Australian shearers step up to attempt new eight hour Merino ewe record

Sheep Central, March 29, 2019

Heiniger Australia representative Rocky Wegner introduces world record aspirant Josh Clayton before tomorrow’s attempt.

Josh Clayton with the sheep to be shorn in his record attempt.

AUSTRALIAN shearers will try to set a new eight-hour Merino ewe record in the next month, starting with an attempt by New South Wales shearer Josh Clayton on Saturday.

Clayton will attempt to break the record of 466 ewes shorn in eight hours, set by New Zealander Cartwright Terry as part of a two-stand record of 924 set with brother Michael James Terry at Westindale, south of Perth, Western Australia, in February 2003.

He will make his attempt at Oxton Park, Wombat Road, Harden, NSW, and then on 27 April, Louis Brown will try to set a new record at Rockliffe Grazing, Samson Road, Kojonup, Western Australia. Brown is originally from Gisborne in Victoria, but is now based at Bunbury, south of Perth.

Shearing Sports New Zealand media officer Doug Laing said Clayton’s attempt will be more than just a day’s frantic shearing for the 35-year-old. His wife died of moto neurone disease 17 months ago and he has been training daily as well as shearing to help promote awareness of the disorder.

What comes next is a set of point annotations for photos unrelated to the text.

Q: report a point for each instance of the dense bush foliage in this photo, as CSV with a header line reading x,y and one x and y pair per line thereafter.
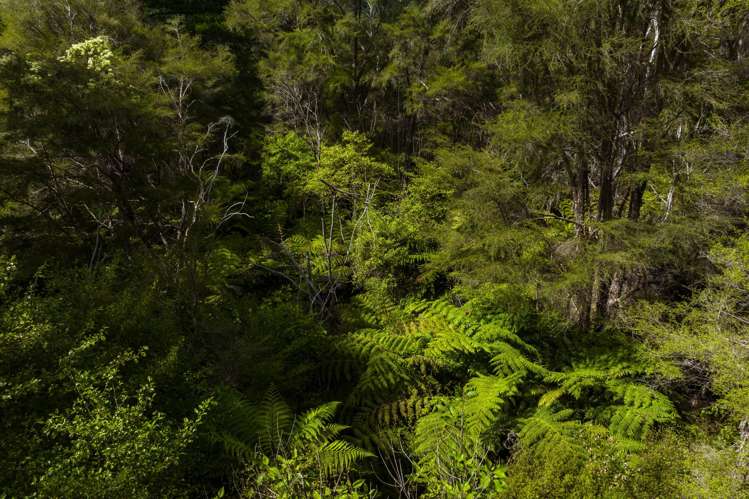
x,y
393,248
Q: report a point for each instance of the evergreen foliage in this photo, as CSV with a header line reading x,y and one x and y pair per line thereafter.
x,y
507,236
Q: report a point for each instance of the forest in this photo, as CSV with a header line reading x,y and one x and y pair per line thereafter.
x,y
374,248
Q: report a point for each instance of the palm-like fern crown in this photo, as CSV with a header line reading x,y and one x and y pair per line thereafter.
x,y
417,344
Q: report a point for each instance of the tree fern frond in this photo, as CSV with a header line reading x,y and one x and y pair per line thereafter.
x,y
313,425
642,408
547,433
484,398
510,360
274,418
338,456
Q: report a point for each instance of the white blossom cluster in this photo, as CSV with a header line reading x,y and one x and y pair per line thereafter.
x,y
95,53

Clayton has been shearing mainly in his home area, but has also done two seasons at Quindanning in Western Australia, and six in New Zealand, working for shearing gangs in Taumarunui, Balclutha, Winton and Hastings. The shearers he worked with included champion Hawke’s Bay gun Rowland Smith.

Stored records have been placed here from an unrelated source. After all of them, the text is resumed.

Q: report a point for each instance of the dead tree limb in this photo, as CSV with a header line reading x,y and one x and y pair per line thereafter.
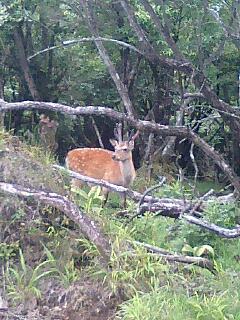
x,y
72,42
87,226
142,125
223,232
87,7
163,204
173,257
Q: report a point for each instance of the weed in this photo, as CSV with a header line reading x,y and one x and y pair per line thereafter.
x,y
23,282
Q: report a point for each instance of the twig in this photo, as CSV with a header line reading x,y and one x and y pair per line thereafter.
x,y
143,125
87,226
97,133
173,257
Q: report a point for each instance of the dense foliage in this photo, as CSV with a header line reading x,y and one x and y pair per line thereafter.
x,y
174,63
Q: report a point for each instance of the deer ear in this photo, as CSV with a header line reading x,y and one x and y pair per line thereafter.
x,y
113,142
131,144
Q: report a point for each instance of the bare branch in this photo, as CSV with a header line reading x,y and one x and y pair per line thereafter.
x,y
142,125
173,257
223,232
121,88
87,226
97,133
88,39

NSW shearer Josh Clayton in action.

New Zealand King Country farmer Ian Buchanan will judge Saturday’s record attempt with Peter Artridge, of Mulengandra, NSW, Ralph Blue, of Yeoval, NSW, and Dave Brooker, of Lucindale, South Australia.

Terry, who had two-hour tallies of 114, 119, 118 and 115 when he set the record, will be present at both of the attempts over the next month, wishing the hopefuls all the best and helping run the attempt by Brown.

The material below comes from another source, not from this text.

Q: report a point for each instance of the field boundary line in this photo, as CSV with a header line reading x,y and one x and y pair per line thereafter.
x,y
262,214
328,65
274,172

He was also present when now New Zealand-based Australian shearer Beau Guelfi made an unsuccessful bid for the record in June 2016, bowing-out at the lunch break with the record already well out of reach.

Sheep will need to average at least 3.4kg of wool each and Clayton will need to average more than 58.25 an hour and clip more close to 1.6 tonnes of wool during the day.

Mr Laing said no shearer has yet gone under a minute a sheep in an adult Merinos record bid, although New Zealand shearer Stacey Te Huia having come closest when he averaged almost 58.9 fine wools an hour when he set a nine-hour record of 530 in New South Wales four years ago.

There were no record attempts in New Zealand during the summer, and World Sheep Shearing Records Society secretary Hugh McCarroll estimated it was at least 20 years since the last time a summer passed in New Zealand without a single bid.

The society manages world record shearing bids for the standard eight and nine-hour working days, and has records on its books ranging from solo to eight-stand tallies.